RULE 11 SIGNATURE REQUIREMENT

The individual plaintiff, Mr. Hadlock, signed the complaint for himself and for Lee Hadlock, Inc. on page 12 of the complaint. “It is well settled law that a corporation may be represented only by licensed counsel, [citations omitted] While 28 U.S.C. § 1654 protects parties right to plead and conduct their own cases, that right has never been interpreted to allow an individual to appear for a corporation pro se.” Carr Enterprises, Inc. v. United States, 698 F.2d 952, 953 (8th Cir.1983). Mr. Hadlock may represent himself, but he cannot represent the corporation or other individuals.

In Scarrella v. Midwest Federal Savings and Loan, 536 F.2d 1207 (8th Cir.1976), the Court dismissed the appeals of two of the three appellants pursuant to the signature requirement of Rule 11. Only one appellant signed the notice of appeal purporting to do so on behalf of all the appellants. She was not an attorney.

Fed.R.Civ.P. 11 states:

Every pleading, motion, and other paper of a party represented by an attorney shall be signed by at least one attorney of record in the attorney’s individual name, whose address shall be stated ... If a pleading, motion, or other paper is not signed, it shall be stricken unless it is signed promptly after the omission is called to the attention of the pleader or movant.

Local Rule 3(c)(1) of the Eastern and Western Districts of Arkansas also requires that the filing attorney sign every pleading in his or her individual name and include the attorney’s address, zip code and telephone number. The omission of signature was first called to the attention of plaintiffs’ counsel in a letter dated December 19, 1990, from defendants’ counsel.

Plaintiffs argue in their response to defendants motion to dismiss that defendants must make a showing of hardship or prejudice caused by their noncompliance with [159]*159the Federal Rules of Civil Procedure. No such demonstration of prejudice is required by Fed.R.Civ.P. 11.
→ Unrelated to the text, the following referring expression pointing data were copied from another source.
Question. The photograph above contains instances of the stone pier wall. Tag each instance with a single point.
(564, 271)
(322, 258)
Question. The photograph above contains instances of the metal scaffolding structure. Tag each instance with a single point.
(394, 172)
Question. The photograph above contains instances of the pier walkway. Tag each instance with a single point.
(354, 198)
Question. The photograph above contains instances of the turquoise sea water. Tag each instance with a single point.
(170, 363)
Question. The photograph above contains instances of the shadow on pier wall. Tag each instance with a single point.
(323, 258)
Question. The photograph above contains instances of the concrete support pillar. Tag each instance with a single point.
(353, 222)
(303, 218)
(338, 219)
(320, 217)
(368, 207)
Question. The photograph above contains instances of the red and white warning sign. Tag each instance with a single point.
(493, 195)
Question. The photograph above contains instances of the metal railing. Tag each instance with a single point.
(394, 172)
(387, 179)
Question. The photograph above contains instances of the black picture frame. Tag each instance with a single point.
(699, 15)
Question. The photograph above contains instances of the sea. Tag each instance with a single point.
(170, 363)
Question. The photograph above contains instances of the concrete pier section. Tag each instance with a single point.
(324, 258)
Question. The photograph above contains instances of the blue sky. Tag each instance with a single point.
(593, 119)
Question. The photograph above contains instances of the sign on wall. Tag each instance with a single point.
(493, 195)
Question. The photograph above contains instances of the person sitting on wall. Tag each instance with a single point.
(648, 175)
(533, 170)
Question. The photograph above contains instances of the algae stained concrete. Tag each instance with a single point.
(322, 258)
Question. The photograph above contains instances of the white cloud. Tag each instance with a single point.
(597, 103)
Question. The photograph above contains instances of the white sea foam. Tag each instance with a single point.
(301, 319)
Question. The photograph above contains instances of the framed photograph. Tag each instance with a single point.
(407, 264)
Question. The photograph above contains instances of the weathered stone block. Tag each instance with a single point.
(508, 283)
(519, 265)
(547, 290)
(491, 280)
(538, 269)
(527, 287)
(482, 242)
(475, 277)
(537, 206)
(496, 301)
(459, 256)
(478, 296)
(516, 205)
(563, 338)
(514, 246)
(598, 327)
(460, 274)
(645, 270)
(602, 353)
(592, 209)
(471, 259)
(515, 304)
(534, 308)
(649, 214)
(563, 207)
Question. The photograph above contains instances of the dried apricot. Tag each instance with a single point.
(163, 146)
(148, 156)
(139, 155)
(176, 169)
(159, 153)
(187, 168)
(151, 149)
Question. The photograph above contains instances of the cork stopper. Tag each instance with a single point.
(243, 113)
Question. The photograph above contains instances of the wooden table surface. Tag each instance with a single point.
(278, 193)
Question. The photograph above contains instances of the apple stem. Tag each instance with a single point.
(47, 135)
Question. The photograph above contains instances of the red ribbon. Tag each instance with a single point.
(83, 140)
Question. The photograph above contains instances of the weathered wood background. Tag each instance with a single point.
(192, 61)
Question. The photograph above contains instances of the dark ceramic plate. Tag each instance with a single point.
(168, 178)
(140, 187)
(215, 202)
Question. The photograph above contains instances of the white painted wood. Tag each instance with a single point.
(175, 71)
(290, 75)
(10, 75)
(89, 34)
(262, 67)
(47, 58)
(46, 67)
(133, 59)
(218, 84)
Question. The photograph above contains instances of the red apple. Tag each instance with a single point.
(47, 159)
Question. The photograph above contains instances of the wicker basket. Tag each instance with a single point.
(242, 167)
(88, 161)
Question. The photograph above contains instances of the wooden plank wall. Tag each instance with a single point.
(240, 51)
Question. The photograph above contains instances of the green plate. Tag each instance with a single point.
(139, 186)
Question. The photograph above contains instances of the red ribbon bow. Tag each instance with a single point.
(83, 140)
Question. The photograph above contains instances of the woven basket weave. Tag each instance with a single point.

“Although the failure to sign is considered, generally a mere technical defect ... under appropriate circumstances it may constitute grounds for striking the pleading.” Wrenn v. New York City Health and Hospitals, 104 F.R.D. 553, 556 (S.D.N. Y.1985); U.S. v. Philadelphia Health Management Corp., 519 F.Supp. 818, 826 n. 9 (E.D.Pa.1981); cf. Hernandez-Avila v. Averill, 725 F.2d 25, 28 (2d Cir.1984). In Wrenn the court denied leave to amend the complaint because the attorney for the plaintiff, “took over five weeks to provide the Court with a signed pleading after defendants served their moving papers which discussed the fact of the omitted signature.” 104 F.R.D. at 556.

A “bungled signature” on a pleading or a pleading filed inadvertently without any signature may be viewed as a technical defect and not a substantial violation of Rule 11. “The law is clear that the pleading shall not be stricken unless the pleader fails to sign it promptly after being alerted to the defect.” Edwards v. Groner, 116 F.R.D. 578, 579-580 (D. Virgin Islands 1987); e.g., Holley Coal Company v. Globe Indemnity Co., 186 F.2d 291, 295 (4th Cir.1950).

Plaintiffs’ attorney omitted his signature from the complaint and failed to remedy the defect after notice from the defendants. The Rule 11 requirement of an attorney’s signature on pleadings he files serves as the certification that the attorney, “made a reasonable inquiry, and that the allegations in the complaint or other pleadings are ‘well grounded in fact’ and are ‘warranted by existing law.’ ” Witzsche v. Jaeger & Haines, Inc., 707 F.Supp. 407, 411 (W.D.Ark.1989).

The failure of an attorney to sign a pleading, “is a glaring and serious omission. Under Rule 11, the failure of an attorney to sign a complaint warrants the striking of it.” Stewart v. City of Chicago, 622 F.Supp. 35, 37-38 (D.C.Ill.1985); U.S. ex rel. Sacks v. Philadelphia Health Management Corp., 519 F.Supp. 818, 826 (E.D.Pa.1981). In Schaffer v. Chicago Police Officers, 120 F.R.D. 514 (N.D.Ill.1988) the plaintiff’s attorney refused to sign the complaint because the plaintiff refused to reimburse him for any Rule 11 sanctions that might be assessed in the case.